Cavilando sobre espectros y apariciones, vi que se me acercaba una pálida y fantasmal figura. Me saludó cordialmente y respondí el saludo estrechando su mano hiper encremada. Notó que no lo reconocí y me aclaró que era el mismo joven al que un par de días antes ayudé a cerrar el traje de neoprene. Me quité los lentes oscuros para verlo mejor y al descubrir que llevaba puestas las patas de rana y el casco de ciclista comprendí que se trataba de la misma persona.

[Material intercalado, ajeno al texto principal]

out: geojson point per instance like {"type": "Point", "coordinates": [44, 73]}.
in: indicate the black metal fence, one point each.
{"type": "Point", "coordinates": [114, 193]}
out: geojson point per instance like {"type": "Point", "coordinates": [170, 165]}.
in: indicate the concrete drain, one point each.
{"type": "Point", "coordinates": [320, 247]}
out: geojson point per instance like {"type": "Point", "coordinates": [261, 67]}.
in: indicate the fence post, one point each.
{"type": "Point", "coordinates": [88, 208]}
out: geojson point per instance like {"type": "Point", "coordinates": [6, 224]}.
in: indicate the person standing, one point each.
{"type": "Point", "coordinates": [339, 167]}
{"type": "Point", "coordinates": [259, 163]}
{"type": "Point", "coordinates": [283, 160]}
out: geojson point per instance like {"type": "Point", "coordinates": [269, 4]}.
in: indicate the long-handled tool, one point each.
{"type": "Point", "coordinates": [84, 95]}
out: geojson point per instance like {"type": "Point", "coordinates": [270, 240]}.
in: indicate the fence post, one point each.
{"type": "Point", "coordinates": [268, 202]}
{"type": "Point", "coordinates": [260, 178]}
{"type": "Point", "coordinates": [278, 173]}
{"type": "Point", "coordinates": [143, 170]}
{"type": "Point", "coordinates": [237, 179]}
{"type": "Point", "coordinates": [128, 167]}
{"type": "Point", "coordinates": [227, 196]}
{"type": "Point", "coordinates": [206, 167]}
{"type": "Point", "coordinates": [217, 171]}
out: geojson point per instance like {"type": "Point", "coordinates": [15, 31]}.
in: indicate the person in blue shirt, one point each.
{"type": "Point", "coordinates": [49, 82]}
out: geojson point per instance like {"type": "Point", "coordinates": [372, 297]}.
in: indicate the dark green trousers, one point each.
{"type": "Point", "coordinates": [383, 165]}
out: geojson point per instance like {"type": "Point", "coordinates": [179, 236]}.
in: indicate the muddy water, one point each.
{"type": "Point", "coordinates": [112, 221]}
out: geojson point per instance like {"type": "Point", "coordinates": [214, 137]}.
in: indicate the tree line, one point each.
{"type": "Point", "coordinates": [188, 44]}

Me confesó que sus amigos lo convencieron de que no era necesario usar el traje de buzo para extremar el cuidado de la piel y que con un protector solar de alta graduación era más que suficiente para no sufrir quemaduras. Por tal motivo, durante la noche previa fue a la farmacia más cercana, compró un protector factor 50 y decidió ponerse cuatro capas antes de salir del cuarto del hotel después del mediodía. "De esta manera voy a tener una protección factor 200", dijo. No creí que superponiendo capas de protector solar la graduación pudiera aumentar de esa manera, pero como no soy dermatólogo, preferí ahorrar cualquier comentario al respecto. Conversamos algunos minutos más sobre temas varios, luego se colocó las antiparras, nos despedimos y cuidadosamente se metió en el mar ataviado con sus bermudas de corderoy marrón y un pato inflable en la cintura.
"Ese fantasma más que asustar causa risa", me susurró al oído mi vecino de la sombrilla verde y blanco, antes se cambiar la yerba del mate, evitando ser escuchado por su esposa, la especialista en codazos certeros a las costillas.